Le fortune dei film spesso sono la risultante di più fattori, molti
dei quali variabili indipendenti che riescono a mettere in moto un
meccanismo di accelerazione improvvisa capace di portare una pellicola
alla ribalta. Un aneddoto che riguarda uno dei protagonisti, una
dichiarazione azzeccata del regista, un dibattito critico nato intorno
alla sessa produzione o la scomparsa del regista: tanti film hanno
incontrato le proprie fortune a partire da eventi simili, su strade poco
battute o lastricate di criticità. Altri, invece, hanno potuto
sfruttare la casualità del timing perfetto, ossia la capacità di
trovarsi al posto giusto nel momento giusto, senza che vi fosse però una
necessaria correlazione tra le intenzioni del regista e il mondo reale,
lì fuori. In Guerra di Stéphané Brizé ne è prova tangibile: un
film che mette al centro la lotta operaia per il lavoro nel Sud della
Francia e che ha timbrato il cartellino delle nostre sale proprio nei
giorni in cui la protesta dei gilet jaunes tiene banco in ogni
notiziario. Certo, non stiamo parlando di una diretta relazione tra le
due narrazioni – troppo diversi sono contesti e protagonisti: da una
parte operai di una fabbrica che sbarcano il lunario per superare i 1000
euro mensili, dall’altra gli interessi a trazione borghese alla radice
della protesta che infiamma la Francia – salvo poi quest’ultima essersi
trasformata in lotta di popolo generalizzata e in rigurgito anti-UE e
anti-Macron. Brizé, però, non si è inventato davvero nulla di nuovo; anzi, è un film che in termini di plot
non aggiunge nulla ad altri (simili) che lo hanno preceduto e che a
vario titolo hanno toccato il tema della crudeltà del mercato del
lavoro. Ha semplicemente preso di petto la realtà, ha confezionato una
pellicola dal tratto squisitamente documentario come fosse stato un
collage di notiziari. Prendete una fabbrica in chiusura e gli operai in
lotta; aggiungete la quotidianità dei TG che raccontano del braccio di
ferro, della trattativa, della distensione e poi della degenerazione,
della violenza proletaria e dell’infamia padronale. Brizé non è pioniere
di un nuovo genere cinematografico, ma ha saputo sentire la pancia
della gente, conscio del fatto che avrebbe toccato le corde giuste e
avrebbe parlato di quello che vediamo intorno a noi ogni giorno. E per
questo motivo lo reputiamo familiare, immediatamente riconducibile al
nostro microcosmo. Lo reputiamo nostro, e nostra è anche la rabbia che
sperimentiamo nell’empatizzare con gli operai in agitazione.

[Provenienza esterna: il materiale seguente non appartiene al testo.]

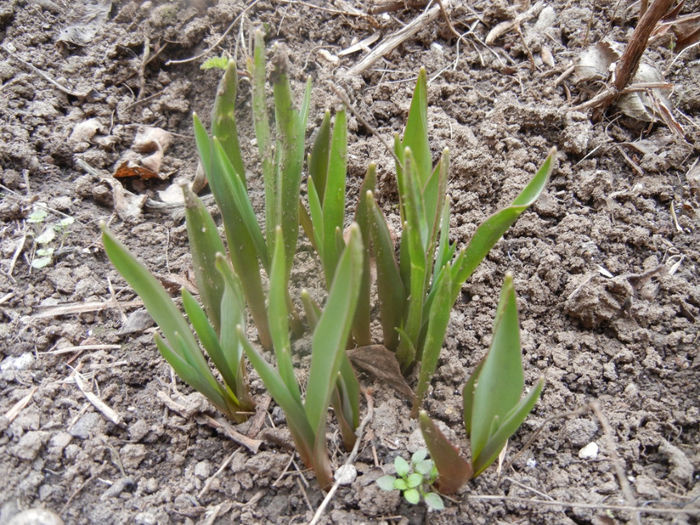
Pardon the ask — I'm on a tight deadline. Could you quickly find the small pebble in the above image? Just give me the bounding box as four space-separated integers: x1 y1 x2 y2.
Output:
578 441 598 459
334 465 357 485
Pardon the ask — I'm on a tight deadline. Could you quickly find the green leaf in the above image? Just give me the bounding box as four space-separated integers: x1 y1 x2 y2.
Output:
411 448 428 465
473 379 544 477
248 30 279 250
352 163 377 346
411 272 453 417
365 191 406 350
100 224 204 368
182 184 225 333
209 137 268 269
216 253 246 387
423 492 445 511
307 175 325 261
403 488 420 505
334 352 360 450
305 224 362 436
154 333 224 414
266 49 306 269
267 226 301 403
452 148 556 300
377 474 396 491
321 110 348 284
470 274 523 462
181 288 238 392
238 327 316 466
396 148 427 372
462 359 484 434
199 57 229 71
401 68 432 186
309 111 331 201
414 459 435 479
418 411 472 494
194 115 272 348
300 288 321 332
394 456 411 478
406 472 423 488
211 60 245 180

La Perrin è un’azienda di proprietà tedesca che opera nel settore
automobilistico. Nella sede francese del gruppo operai e dirigenza
firmano un accordo nel quale viene chiesto uno sforzo salariale per
salvare l’azienda, ovvero un monte ore che gli operai devolvono
gratuitamente all’azienda per rilanciarne la competitività e
scongiurarne la dimissione. Il sacrificio prevede, in cambio, la
garanzia del mantenimento dell’occupazione per almeno 5 anni dalla
stipula dell’accordo. Due anni dopo l’azienda annuncia di voler chiudere
baracca e burattini e di dover procedere ad un licenziamento di massa,
facendo divampare la rabbia di 1100 operai e dando inizio ad una
durissima protesta e a un braccio di ferro sindacale condotto dal
portavoce Laurent Amédéo (Vincent Lindon).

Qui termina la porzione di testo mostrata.